Peux-tu nous expliquer pourquoi tu as tant à cœur Camille et les Huskies1 ?

Il s’agit d’un livre comme j’aime à en écrire… un livre qui finit bien et qui donne aussi quelques recettes pour trouver en soi des ressources permettant de sortir de certains mauvais pas de la vie.

Une formidable joie de vivre habite tes livres, pourquoi as-tu à cœur d’offrir aux enfants une littérature positive ?

C’est plus fort que moi ! Je pense que nous avons tous des ressources insoupçonnées en nous… ou à capter autour de nous, pour aller mieux, grandir dans tous les sens de ce terme. Prendre le meilleur de soi, des autres, capter les petits bonheurs qui passent. La confrontation au Monde est rude et cruelle, je ne suis pas pour l’occulter, surprotéger nos enfants. En revanche, il est possible de leur donner quelques recettes de mieux-vivre afin qu’ils puissent trouver dans leur jardin secret de quoi affronter le Monde, tenir bon, aller de l’avant, être acteurs. On ne peut changer le Monde, mais on peut tous agir à notre échelle pour qu’il aille mieux. Éprouver de la joie, la cultiver n’est pas être égoïste ou se voiler la face… face à la réalité. C’est trouver les moyens d’être plus fort pour mieux résister et soutenir les autres.
Même si l’on peut être relativement acteur de sa propre vie, tout ne finit pas bien dans la réalité. L’écrivain a le pouvoir, lui, que son livre s’achève sur une note positive. J’use de ce pouvoir !

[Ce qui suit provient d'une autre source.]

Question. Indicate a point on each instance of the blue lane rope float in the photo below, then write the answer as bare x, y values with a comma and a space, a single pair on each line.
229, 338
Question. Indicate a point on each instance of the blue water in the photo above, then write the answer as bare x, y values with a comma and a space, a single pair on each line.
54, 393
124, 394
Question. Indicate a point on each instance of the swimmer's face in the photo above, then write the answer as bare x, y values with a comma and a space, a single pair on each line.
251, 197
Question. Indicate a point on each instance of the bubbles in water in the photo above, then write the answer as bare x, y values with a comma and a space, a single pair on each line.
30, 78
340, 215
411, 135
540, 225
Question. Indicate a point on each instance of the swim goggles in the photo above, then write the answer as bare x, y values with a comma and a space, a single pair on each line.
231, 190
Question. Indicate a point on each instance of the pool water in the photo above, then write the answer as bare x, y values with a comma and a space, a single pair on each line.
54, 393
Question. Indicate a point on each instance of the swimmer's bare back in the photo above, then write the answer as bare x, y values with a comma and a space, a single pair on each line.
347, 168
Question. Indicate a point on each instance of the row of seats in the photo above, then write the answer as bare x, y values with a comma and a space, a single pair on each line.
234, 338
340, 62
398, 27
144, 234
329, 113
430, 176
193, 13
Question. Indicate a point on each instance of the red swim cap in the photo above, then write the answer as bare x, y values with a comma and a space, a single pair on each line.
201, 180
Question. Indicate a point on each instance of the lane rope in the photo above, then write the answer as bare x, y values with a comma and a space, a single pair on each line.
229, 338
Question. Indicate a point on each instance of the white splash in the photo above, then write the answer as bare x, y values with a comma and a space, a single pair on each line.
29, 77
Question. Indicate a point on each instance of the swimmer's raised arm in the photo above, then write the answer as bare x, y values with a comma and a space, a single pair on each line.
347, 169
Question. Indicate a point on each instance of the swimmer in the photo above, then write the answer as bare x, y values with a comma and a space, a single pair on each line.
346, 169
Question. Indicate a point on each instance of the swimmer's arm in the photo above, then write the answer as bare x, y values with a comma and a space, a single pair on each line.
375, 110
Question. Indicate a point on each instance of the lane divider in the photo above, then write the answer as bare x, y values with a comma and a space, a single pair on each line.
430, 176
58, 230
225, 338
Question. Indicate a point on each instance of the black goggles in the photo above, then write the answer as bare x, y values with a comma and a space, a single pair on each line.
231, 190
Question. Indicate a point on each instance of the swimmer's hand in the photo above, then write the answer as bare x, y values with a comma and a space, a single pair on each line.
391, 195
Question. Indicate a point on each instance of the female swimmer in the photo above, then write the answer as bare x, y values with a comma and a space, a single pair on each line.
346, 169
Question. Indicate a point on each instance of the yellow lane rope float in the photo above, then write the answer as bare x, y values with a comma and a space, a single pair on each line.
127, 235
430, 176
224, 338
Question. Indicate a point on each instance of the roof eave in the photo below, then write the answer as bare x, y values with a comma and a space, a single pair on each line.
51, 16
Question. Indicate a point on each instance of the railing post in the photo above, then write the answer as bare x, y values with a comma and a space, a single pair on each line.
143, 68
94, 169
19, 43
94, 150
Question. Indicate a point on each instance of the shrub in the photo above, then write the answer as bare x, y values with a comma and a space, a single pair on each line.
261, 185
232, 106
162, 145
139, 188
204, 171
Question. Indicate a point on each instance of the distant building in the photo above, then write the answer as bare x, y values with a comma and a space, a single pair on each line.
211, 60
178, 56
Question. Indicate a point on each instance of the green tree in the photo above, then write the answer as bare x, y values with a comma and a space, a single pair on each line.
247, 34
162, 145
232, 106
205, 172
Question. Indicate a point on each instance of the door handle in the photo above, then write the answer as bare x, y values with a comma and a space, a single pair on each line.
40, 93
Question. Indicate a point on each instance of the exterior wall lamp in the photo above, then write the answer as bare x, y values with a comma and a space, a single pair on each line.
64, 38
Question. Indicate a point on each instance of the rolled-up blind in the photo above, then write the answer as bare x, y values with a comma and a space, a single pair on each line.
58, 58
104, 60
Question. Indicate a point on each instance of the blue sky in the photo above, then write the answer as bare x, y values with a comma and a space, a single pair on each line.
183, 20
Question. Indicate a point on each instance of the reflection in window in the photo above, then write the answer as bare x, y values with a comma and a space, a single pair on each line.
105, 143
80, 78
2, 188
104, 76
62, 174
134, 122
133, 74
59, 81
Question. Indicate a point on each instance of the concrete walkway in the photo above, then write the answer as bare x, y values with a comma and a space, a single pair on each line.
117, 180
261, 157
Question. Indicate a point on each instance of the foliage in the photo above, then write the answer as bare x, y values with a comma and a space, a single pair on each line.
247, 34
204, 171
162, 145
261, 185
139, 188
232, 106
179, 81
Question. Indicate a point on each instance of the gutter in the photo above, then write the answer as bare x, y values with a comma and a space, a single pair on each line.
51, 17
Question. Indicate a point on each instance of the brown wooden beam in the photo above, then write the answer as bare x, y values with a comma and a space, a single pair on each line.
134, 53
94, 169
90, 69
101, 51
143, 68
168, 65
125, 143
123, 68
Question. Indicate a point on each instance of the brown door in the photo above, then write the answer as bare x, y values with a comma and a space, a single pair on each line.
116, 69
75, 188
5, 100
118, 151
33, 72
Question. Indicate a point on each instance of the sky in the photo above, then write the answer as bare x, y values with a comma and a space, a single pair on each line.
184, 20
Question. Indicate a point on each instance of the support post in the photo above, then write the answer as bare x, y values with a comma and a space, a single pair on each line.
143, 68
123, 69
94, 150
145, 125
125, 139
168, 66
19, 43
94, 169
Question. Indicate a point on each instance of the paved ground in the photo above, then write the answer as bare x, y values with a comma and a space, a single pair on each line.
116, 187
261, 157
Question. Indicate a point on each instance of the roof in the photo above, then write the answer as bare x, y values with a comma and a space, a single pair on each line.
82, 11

Quels sont tes futurs projets d’écriture ?

Il y en a un en gestation, actuellement, dans la série des recyclables : il s’appellera Le Petit Papier qui voulait devenir mot d’amour et fera suite aux deux volumes déjà parus chez Ivoire-Clair : Pull blanc et Pull mauve et Frères et sœurs de verre.
Mais je n’écris plus tout ce qui me passe par la tête, comme je le faisais auparavant. Je n’en ai plus le temps et j’avoue être fortement déçue par nombre d’éditeurs qui ne veulent pas prendre de risques, façonnent des produits et se moquent éperdument de publier des œuvres, ne se donnant pas les moyens de mettre en valeur les textes qui en ont. Un livre ne va pas aux lecteurs si l’éditeur n’en est pas le lien, sauf dans des cas exceptionnels d’autoédition réussis. J’ai bouclé avec un immense plaisir un documentaire pour l’éditeur Delachaux et Niestlé, Mon enfant est fan de cheval, au printemps dernier. Un texte pédagogique dédié aux parents de jeunes passionnés. J’ai participé avec délectation à un documentaire sur le poney pour Milan, destiné aux tout-petits. J’espère recevoir d’autres commandes de ce genre. En parallèle, Flammarion m’a signifié qu’ils arrêtaient de nouveau Clara et les poneys, après l’avoir réédité en rose paillettes… Les lecteurs réclament pourtant la suite et je ne peux la leur donner…
Des histoires vibrent en moi. J’attends, réfléchis. J’ai besoin de sortir de ces boîtes à la française : « auteur jeunesse chevaux », « auteur de séries », « petit éditeur marginal ». Je suis peut-être à un tournant de mon travail autour du livre : inventer un moyen de toucher le public et convaincre. Car lire doit demeurer une évidence au quotidien, et on ne peut abêtir nos concitoyens à coup de produits peu culturels… Je ne baisse pas les bras, même si, parfois, lassitude et incompréhension me gagnent quelques heures durant !

Le métier d’éditrice

Qu’est-ce que Le Pré du Plain, le nom de ta maison d’édition ?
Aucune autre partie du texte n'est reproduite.